Are solid buildings "warmer"?
Such a statement contradicts the experience of all humans, who really ever spent one winter and one spring in a very massive building. Old castles are best examples: with a wall thickness of 80 cm and more these buildings have a high heat retention capacity. This is apparent e.g. in summer, when it matters to keep a balance of day/night temperature differences, as a cooling effect. In winter however it is cold, day and night – hence there is a cold average temperature of these massive storing walls.

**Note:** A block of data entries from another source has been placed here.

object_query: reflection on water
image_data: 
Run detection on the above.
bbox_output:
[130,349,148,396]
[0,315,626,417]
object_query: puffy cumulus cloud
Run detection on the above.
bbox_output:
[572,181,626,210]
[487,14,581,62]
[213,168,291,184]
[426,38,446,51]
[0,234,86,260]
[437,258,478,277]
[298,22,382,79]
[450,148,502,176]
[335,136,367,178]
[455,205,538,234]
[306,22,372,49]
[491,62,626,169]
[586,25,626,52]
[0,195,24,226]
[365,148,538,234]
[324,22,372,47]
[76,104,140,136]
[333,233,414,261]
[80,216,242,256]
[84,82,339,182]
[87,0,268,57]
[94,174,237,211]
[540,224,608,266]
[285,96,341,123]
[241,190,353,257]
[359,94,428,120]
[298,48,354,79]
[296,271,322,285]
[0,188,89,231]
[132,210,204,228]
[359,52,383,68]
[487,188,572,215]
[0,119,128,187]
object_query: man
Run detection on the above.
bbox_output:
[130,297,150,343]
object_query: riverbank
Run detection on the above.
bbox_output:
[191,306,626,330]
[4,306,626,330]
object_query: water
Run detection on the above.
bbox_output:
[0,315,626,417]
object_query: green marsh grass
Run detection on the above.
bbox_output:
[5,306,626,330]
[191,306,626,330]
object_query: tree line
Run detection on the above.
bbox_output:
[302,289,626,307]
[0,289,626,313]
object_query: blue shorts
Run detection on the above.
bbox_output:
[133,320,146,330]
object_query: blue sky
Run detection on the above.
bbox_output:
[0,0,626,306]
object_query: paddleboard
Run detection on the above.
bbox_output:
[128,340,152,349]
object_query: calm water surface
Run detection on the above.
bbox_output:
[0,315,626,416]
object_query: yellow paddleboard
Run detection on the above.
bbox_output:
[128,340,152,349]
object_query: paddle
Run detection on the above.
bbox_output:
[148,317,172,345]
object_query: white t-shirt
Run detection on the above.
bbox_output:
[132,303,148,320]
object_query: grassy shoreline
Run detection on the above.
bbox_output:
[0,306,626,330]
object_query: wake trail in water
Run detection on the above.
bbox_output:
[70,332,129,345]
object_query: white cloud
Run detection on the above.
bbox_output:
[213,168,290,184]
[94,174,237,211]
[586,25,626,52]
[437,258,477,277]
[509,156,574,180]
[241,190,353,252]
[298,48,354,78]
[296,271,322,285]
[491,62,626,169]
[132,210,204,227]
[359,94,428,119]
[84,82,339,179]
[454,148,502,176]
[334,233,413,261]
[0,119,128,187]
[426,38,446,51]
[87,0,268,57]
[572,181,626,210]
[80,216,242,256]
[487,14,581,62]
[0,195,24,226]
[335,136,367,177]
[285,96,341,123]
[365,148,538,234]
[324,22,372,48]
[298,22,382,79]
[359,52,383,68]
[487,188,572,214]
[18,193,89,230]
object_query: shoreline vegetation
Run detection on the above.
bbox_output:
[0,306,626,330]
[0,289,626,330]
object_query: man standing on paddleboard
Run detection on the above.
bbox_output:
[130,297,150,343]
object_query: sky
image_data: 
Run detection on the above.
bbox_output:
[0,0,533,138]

Old castles could hardly be heated reasonably - the energy consumption is extremely high, but regardless of all the effort the poorly insulated walls remain cold and dry, despite their thickness. Dampness of walls, mould and an unhealthy indoor climate are not rare. A night-time reduction of heating temperatures is completely ineffective. However, a from the outside well insulated "castle" could let the storage characteristics of the large mass become effective.

Excerpt from:
Ist Wärmespeichern wichtiger als Wärmedämmen?
Wolfgang Feist; Passivhaus Institut, Darmstadt; Fachinformation PHI-2000/4 (Kurzfassung)
Translation by Kara Rosemeier

Photo: Kara Rosemeier, Sissinghurst Castle

On Sissinghurst Castle Harold Nicolson, husband of Vita Sackville-West, wrote after a cold spell just before Christmas 1945,  that this convinced him “how bitter it was to inhabit a house which was so cold and draughty and which entailed having to shave in a distant cottage”.